3) エアコンの冷媒にオゾン層破壊と地球温暖化影響の小さい物質を使用し、その量が少ないこと
○ カーエアコンの冷媒には、かつてオゾン層破壊物質であるCFCs(クロロフルオロカーボン)が使用されていましたが、91年からオゾン層を破壊しないHFCs(ハイドロフルオロカーボン)に切り替えを始め、現在は生産している全車種でHFC134aが使用されています。
しかしHFCsは温室効果ガスであり、二酸化炭素の1,300倍の温室効果が指摘されています。
97年に開かれた「気候変動に関する国際連合枠組条約」の第3回締約国会議では、排出削減の対象物質に加えられました。
○ 日本自動車工業会では、(社)日本自動車部品工業会をはじめとする業界団体と協力し、2010年の冷媒の使用量を1995年比20%以上削減する自主行動計画を立てています。
新型車へは省冷媒型機器の導入が進められており、2004年現在220車種中177車種に省冷媒型機器が導入されています。
自動車メーカーでは、冷媒使用量削減と同時に、HC(炭化水素)やCO2など代替冷媒の研究も続けています。
一部の燃料電池車にはCO2冷媒エアコンシステムも採用されていますが、一般車への実用化については、可燃性や冷却効率など実用に向けた課題が残されています。

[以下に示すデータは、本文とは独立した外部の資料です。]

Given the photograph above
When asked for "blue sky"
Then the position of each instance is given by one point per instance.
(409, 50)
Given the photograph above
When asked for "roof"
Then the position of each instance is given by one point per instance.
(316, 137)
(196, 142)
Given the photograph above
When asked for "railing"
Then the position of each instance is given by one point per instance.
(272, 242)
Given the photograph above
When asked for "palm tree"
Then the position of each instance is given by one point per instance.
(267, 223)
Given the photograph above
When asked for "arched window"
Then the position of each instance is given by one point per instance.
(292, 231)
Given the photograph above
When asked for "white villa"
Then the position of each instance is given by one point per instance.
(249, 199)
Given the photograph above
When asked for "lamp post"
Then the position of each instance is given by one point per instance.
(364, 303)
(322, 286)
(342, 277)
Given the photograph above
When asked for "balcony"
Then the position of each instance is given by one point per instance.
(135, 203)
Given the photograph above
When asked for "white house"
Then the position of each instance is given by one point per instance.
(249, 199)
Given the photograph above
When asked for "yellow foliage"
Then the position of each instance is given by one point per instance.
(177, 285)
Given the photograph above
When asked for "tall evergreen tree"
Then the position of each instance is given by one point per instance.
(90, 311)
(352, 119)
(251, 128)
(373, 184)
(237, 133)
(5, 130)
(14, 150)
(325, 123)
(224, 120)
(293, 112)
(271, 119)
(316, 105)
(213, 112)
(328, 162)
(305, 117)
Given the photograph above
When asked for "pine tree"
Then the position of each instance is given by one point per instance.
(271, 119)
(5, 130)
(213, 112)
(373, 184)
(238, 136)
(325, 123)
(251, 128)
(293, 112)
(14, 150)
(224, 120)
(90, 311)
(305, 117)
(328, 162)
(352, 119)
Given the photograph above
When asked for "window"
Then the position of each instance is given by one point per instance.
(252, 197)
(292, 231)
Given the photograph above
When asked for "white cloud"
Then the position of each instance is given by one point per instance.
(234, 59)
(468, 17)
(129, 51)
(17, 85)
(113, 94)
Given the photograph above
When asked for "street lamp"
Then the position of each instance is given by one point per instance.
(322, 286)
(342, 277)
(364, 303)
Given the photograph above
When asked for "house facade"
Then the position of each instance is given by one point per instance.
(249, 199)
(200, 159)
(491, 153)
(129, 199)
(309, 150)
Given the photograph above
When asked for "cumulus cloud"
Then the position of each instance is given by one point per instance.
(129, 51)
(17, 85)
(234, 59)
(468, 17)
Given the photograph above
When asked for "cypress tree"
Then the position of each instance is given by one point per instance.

○ 使用済み自動車から出るHFC134aは、「自動車リサイクル法」の仕組みとしてフロン類回収業者が回収することになっており、回収された冷媒は基本的には回収・破壊されますが、(再充填用として)再使用されるケースもあります。
これは自動車製造工程でのカーエアコンへの冷媒充填時や、カーエアコン使用時だけでなく事故や補修時にも漏れる場合があるので、それゆえ、冷媒の代替及び使用量削減が必要とされています。
(基本原則2-1に対応)
4) 鉛、水銀、カドミウム、六価クロムを極力含まないこと
○ 一般的に、自動車には様々な化学物質や重金属類等が含まれています。
現在メーカーでは、機器に含まれるそれらの物質量を管理・把握するための取り組みを行っています。
○ 化学物質や重金属類のうち、環境へ悪影響を与える可能性がある物質については、使用量の削減や他の物質へ代替する取り組みがメーカーで行われています。
また、環境に配慮した原材料の調達の一環として、メーカーと部品メーカーが協力して環境に悪影響を与える可能性がある物質の機器への含有量を削減する取り組みが行われています。
今後、この取り組みが一層活発化していくと考えられます。
とりわけ、鉛、水銀、カドミウム、六価クロムについては、製品が使用後に廃棄物として処理される際(焼却時や埋め立て等)に、大気や地下水などに排出されて環境に悪影響を与える可能性が指摘されています。
○ 日本自動車工業会では、鉛については、従来から「優先的に鉛削減を図る対象部品の具体的計画」を策定し、96年時点での平均的乗用車の鉛使用量1,850g(1,500ccから2,000ccクラス)に対し2000年末以降に発売される新型車で2分の1、2005年末以降の新型車で3分の1、2006年1月以降の新型車で10分の1に削減する目標を掲げて取り組んでいます。
さらに日本自動車工業会では鉛に加え、水銀、カドミウム、六価クロムの4物質についても時期を決めて原則使用禁止の自主基準を策定し、メーカーでは削減の取り組みがなされています(資料7)。
○ 購入にあたっては、鉛、水銀、カドミウム、六価クロムの使用量が削減されたものを選ぶようにします。